According to the firm, almost 20% of global HNW investors’ wealth, amounting to US$8.6 trillion, is set to change hands in the years ahead.

And, it projects that more than one-quarter of this total will be up for grabs as HNW investors’ children move assets from their parents’ firms.

“Given that 28.3% of HNW clients’ children discontinue the relationship with their parents’ wealth manager upon inheriting, GlobalData predicts US$2.4 trillion of HNW wealth will move from one competitor to another as inheritors look for a provider better suited to their needs,” it says.

“This means intergenerational wealth transfer in the HNW space will be a big source of new business over the coming years,” said Heike van den Hoevel, senior wealth analyst for GlobalData.

Amid these conditions, the firm says that building ties with the next generation of wealthy investors is necessary to minimize the risk of switching. Wealth managers need to be sensitive to the next generation’s differing needs — including greater demand for socially responsible investing and higher usage of technology and social media — as they seek to retain next-generation clients and attract new ones from other firms.
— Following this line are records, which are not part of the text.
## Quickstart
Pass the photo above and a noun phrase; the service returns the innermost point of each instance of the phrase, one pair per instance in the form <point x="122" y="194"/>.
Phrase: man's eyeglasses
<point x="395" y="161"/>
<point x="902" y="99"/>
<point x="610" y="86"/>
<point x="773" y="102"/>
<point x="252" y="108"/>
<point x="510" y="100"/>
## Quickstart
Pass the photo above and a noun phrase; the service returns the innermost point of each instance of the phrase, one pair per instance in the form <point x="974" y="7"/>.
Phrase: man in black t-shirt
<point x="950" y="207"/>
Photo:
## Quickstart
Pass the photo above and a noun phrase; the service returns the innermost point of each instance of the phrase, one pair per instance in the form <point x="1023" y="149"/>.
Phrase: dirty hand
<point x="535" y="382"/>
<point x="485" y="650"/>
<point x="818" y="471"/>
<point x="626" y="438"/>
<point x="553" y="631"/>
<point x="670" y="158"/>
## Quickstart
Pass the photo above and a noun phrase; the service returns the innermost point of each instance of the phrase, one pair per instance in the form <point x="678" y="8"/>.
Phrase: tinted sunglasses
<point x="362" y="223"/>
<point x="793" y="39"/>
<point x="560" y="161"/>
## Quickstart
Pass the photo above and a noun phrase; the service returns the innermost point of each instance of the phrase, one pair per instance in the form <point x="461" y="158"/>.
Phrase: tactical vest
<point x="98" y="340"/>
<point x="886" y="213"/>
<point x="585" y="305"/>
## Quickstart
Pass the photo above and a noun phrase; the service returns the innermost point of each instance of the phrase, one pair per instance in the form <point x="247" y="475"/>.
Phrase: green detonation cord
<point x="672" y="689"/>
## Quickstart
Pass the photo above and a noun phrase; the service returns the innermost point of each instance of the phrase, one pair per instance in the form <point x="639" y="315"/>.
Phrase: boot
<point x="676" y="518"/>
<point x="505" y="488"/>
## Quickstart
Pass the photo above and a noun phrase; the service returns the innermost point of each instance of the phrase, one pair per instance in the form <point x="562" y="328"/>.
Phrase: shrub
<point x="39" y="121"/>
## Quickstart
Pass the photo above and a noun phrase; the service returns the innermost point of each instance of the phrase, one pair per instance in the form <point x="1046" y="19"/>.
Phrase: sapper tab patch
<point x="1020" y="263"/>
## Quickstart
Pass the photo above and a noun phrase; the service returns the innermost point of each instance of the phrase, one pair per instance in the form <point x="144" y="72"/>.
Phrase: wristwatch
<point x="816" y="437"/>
“Interestingly, a larger proportion of wealth managers regard intergenerational wealth transfer as an opportunity, as opposed to a threat, showing either overconfidence or an overinflated sense of security,” said van den Hoevel.

“Ultimately, someone’s gain in assets under management represents an outflow to someone else. There are two parts to the equation: building loyalty among the next generation of HNW investors to avoid churn in the first place, and targeting those looking for a new provider after inheriting,” she said.